You have to think of this not as a person that is bad with money, but as an addict. It is situations like these that bankruptcy was created. Someone that cannot pay their debts goes to a judge who liquidates their nonexempt property and their debts are settled.
I also have a Chinese wife. She comes from a single mother family as her father died when she was young. They came to America and thought that everyone uses debt to live. Her mother did not speak English well so she has never had much work but she and her siblings have supported the family. She told me that in Chinese families all the money the family makes is given to the eldest of the home.
Unfortunately, they decided to buy brand new cars and a home before I started to date my current wife. They would also spend one or two thousand dollars a month on groceries and shop with abandon for clothing. Their excuse was that they are getting things on sale so they should buy lots of clothing. When I met my wife she had so many clothes that they would end up giving a way old items that she had never worn.
My first year living with my wife, she wanted to give her mother money because she could not afford her taxes. She gave her mother $8,888 for good luck. That was too much money for us to give up.
Some people become addicted to spending money. My wife's mother never bought things for her but bought them for the whole family. She wanted them to feel good and buy their love. It is pointless to give more money to people like this. It is like giving a drink to an alcoholic thinking that it will sober them up. They may be in less pain now but it is just going to come back sooner or later.
I understand the situation of Chinese families. I think it is OK to give a little money to her mother each year around Chinese New Year, but not enough that it hurts us.
The way that I explained to my wife is that if we give her mother too much money she will feel comfortable and then go out and buy things she still cannot afford. It will just make matters worse because what is going to happen is that she is going to file for bankruptcy. Not only that but since she handles all the money, her unmarried brother and sister will also file bankruptcy. The home they live in will be foreclosed and hopefully no other bank will lend to them again.

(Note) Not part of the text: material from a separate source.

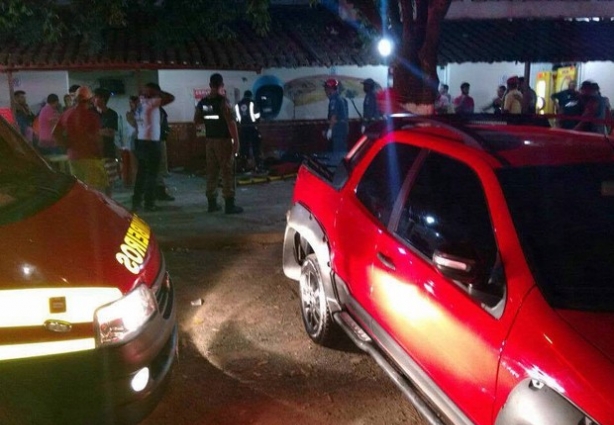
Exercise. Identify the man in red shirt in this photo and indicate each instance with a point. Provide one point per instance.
(79, 131)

If this happened I told my wife that I would not hesitate to lend them moral support or even let them stay in our home or another home we own. Instead of being in overwhelming debt, I had no debt when I married my wife. We are paying off her student loan debt. If we are in a good position then we will be able to help our entire family be well off. They may not own their own house, buy thousands of food, or drive the fanciest car; but they will be loved and cared for like decent human beings.
Remember that boundaries must be set, but if you are in a good financial position you will be able to help and advise your wife's in-laws when the time comes.